For the past 20 or 30 years people here in DC have made a career of figuring out how to inject free market principles into areas where government was doing a perfectly good job (did you know they privatized tax collection for a while, thats right they outsourced the collection of overdue taxes and gave the collection agencies 30% of what they collected, it was ridiculous but thats what you get when people are looking for answers that are consistent with a particular ideology rather than answers that make the most sense.
So you don’t think there is a line somewhere between trash disposal and consumer products where you might draw a line and say government might be able to handle these things well (perhaps better than the private sector) and the government is probably NOT going to handle these thing very well?
In some cases the economies of scale and the benefits of a cohesive development strategy is superior to the creative destruction of the private sector.
Yeah but not to the same block.
What about 5 different companies going into the same cul de sac?
As a monopoly the government can make huge profits if it really wants to.
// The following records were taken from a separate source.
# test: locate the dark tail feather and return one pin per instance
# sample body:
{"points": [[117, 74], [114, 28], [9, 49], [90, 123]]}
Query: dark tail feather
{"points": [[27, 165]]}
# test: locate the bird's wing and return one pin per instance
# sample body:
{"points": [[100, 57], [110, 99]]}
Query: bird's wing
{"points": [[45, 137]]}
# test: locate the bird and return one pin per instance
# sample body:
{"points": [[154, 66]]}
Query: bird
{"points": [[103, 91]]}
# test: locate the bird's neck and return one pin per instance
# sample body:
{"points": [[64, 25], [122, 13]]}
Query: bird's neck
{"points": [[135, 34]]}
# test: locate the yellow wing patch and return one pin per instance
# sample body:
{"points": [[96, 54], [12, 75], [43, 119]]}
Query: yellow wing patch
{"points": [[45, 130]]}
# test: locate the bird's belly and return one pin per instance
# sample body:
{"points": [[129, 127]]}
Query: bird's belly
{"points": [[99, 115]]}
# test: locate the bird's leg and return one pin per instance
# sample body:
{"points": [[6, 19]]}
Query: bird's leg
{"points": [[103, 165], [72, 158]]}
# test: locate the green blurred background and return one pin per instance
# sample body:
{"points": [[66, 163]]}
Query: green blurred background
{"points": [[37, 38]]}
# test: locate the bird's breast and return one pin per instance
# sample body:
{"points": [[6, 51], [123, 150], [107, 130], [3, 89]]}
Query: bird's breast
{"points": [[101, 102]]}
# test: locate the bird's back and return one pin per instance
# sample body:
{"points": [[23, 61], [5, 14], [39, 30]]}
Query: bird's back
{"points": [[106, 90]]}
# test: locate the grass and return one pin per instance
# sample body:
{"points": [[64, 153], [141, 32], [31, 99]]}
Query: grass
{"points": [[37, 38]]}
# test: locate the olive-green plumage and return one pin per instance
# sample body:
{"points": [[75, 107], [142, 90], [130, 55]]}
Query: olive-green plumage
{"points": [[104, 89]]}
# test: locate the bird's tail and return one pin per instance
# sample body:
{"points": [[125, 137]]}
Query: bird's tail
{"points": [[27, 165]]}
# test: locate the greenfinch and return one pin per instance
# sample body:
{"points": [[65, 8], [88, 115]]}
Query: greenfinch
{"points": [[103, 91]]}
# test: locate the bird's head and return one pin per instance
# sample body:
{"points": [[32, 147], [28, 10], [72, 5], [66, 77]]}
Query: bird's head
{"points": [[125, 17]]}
It doesn’t because people don’t want to pay $5 to ride the subway so they elect politicians that promise $3 subway fares. Stuff like driver’s licenses and car registration happens infrequently enough that noone runs on that sort of platform. The FCC in the US sells bandwidth at public auction, the money the auctions raise more than adequately fund the FCC THe mining and minerals commission at the department of the interior collects more in oil lease payments than it costs to run the organization too. I don’t consider the ability of a government entity to turn a profit a particular strength.
Yeah, I still don’t understand why we don’t regulate Cable a bit more than we do.
Yeah the private sectors doesn’t have that ability and motive either. Most socialists I know allow for the fact that government AND the private sector are necessary parts of the equation, the free marketeers I know do not hold similarly balanced views.
Sure these are meant to depict mail routes and stuff but you get the idea.
The USPS never had a monopoly on packages, DHL has been around as long as any of us have been alive. The USPS has a monopoly on first class mail ad that doesn’t look like it will go away.
DHL and the package industry is a classic example of market forces at work. They bought out Airborne Express and was in turn bought out by Deutsche Post and was then subsequently eliminated from the US domestic market by Federal Express and UPS (which bought out Emery/Consolidated which had bought out Purolator). Add in the demise of Kittyhawk and you have a great deal of market transition in a very small time frame.
Japan did not have a centrally planned economy from 1970-1990. It had a mixed economy, and as I understand it a fairly liberal one compared to the rest of the world. The government certainly interfered with the free market, but that’s true for any mixed economy.
You’re right that they screwed up in their handling of the 1990s financial crisis though. Stimulus packages. Bailouts. Growing budget deficits. What were they thinking? :smack:
As for China, China’s great economic growth happened only after they abandoned central planning in favor of economic liberalization. They’re still a mixed economy of course, and not a very free one at that, but economic freedom is steadily increasing along with GDP.